🤖 AI Summary
This work addresses the challenges of drift, misalignment, and structural duplication in multi-frame feedforward 3D reconstruction of dynamic scenes, which arise from ambiguous global references and over-reliance on local point maps. To overcome these issues, the authors propose explicitly predicting sparse 3D trajectories in camera coordinates and jointly optimizing them with per-frame local point maps and relative camera poses. The method introduces two key innovations: a bidirectional trajectory–point map consistency constraint and a pose consistency loss based on static anchor points. Notably, it is the first to treat 3D trajectories as an explicit supervision target, enabling unified training under mixed supervision. The approach significantly outperforms existing feedforward methods across multiple tasks, including 3D tracking, camera pose estimation, point map reconstruction, and video depth estimation.
📝 Abstract
Feed-forward multi-frame 3D reconstruction models often degrade on videos with object motion.
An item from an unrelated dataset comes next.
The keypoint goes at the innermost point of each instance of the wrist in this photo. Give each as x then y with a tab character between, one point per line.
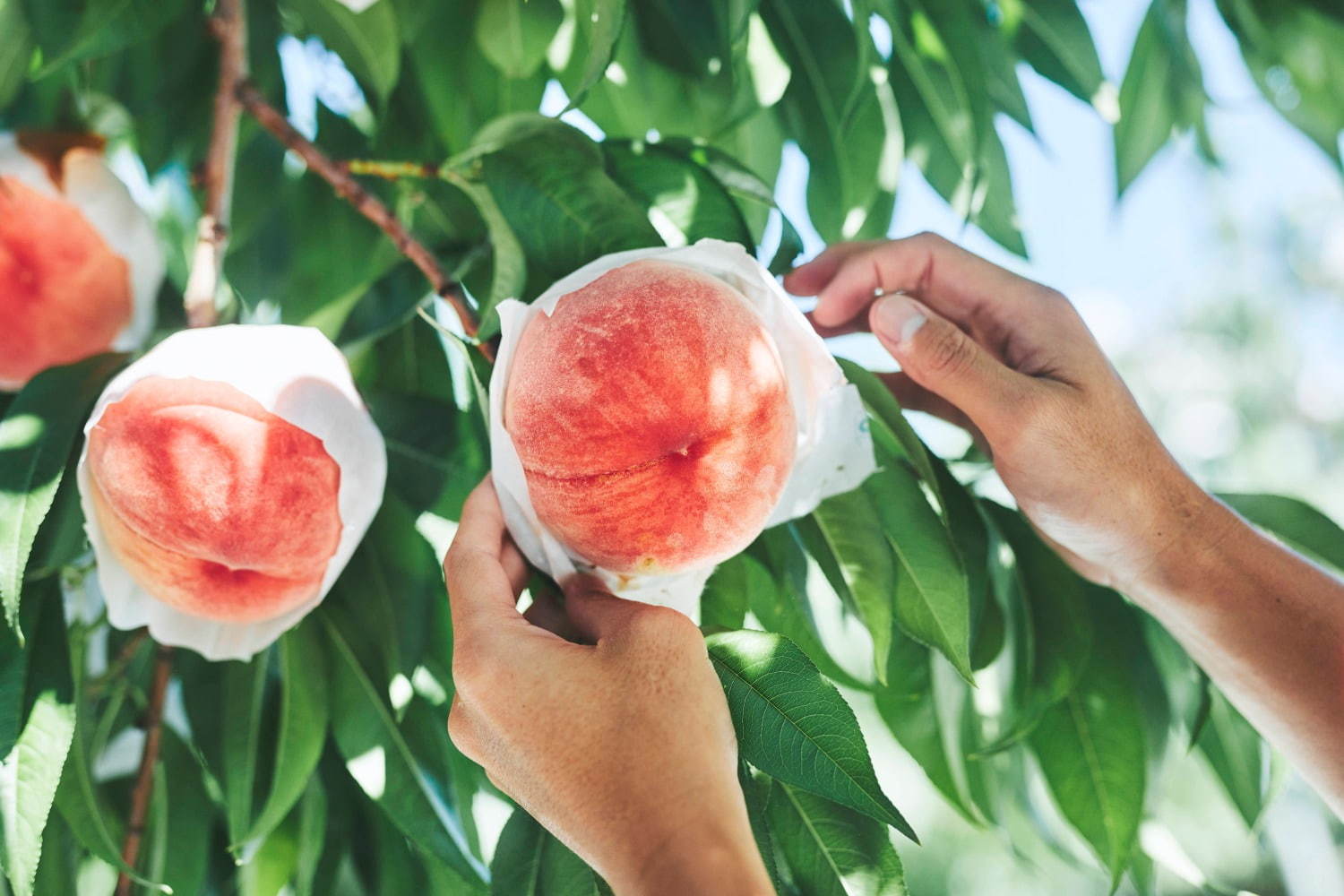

Global-reference becomes ambiguous under multiple motions, while the local pointmap relies heavily on estimated relative poses and can drift, causing cross-frame misalignment and duplicated structures. We propose TrajVG, a reconstruction framework that makes cross-frame 3D correspondence an explicit prediction by estimating camera-coordinate 3D trajectories. We couple sparse trajectories, per-frame local point maps, and relative camera poses with geometric consistency objectives: (i) bidirectional trajectory-pointmap consistency with controlled gradient flow, and (ii) a pose consistency objective driven by static track anchors that suppresses gradients from dynamic regions. To scale training to in-the-wild videos where 3D trajectory labels are scarce, we reformulate the same coupling constraints into self-supervised objectives using only pseudo 2D tracks, enabling unified training with mixed supervision. Extensive experiments across 3D tracking, pose estimation, pointmap reconstruction, and video depth show that TrajVG surpasses the current feedforward performance baseline.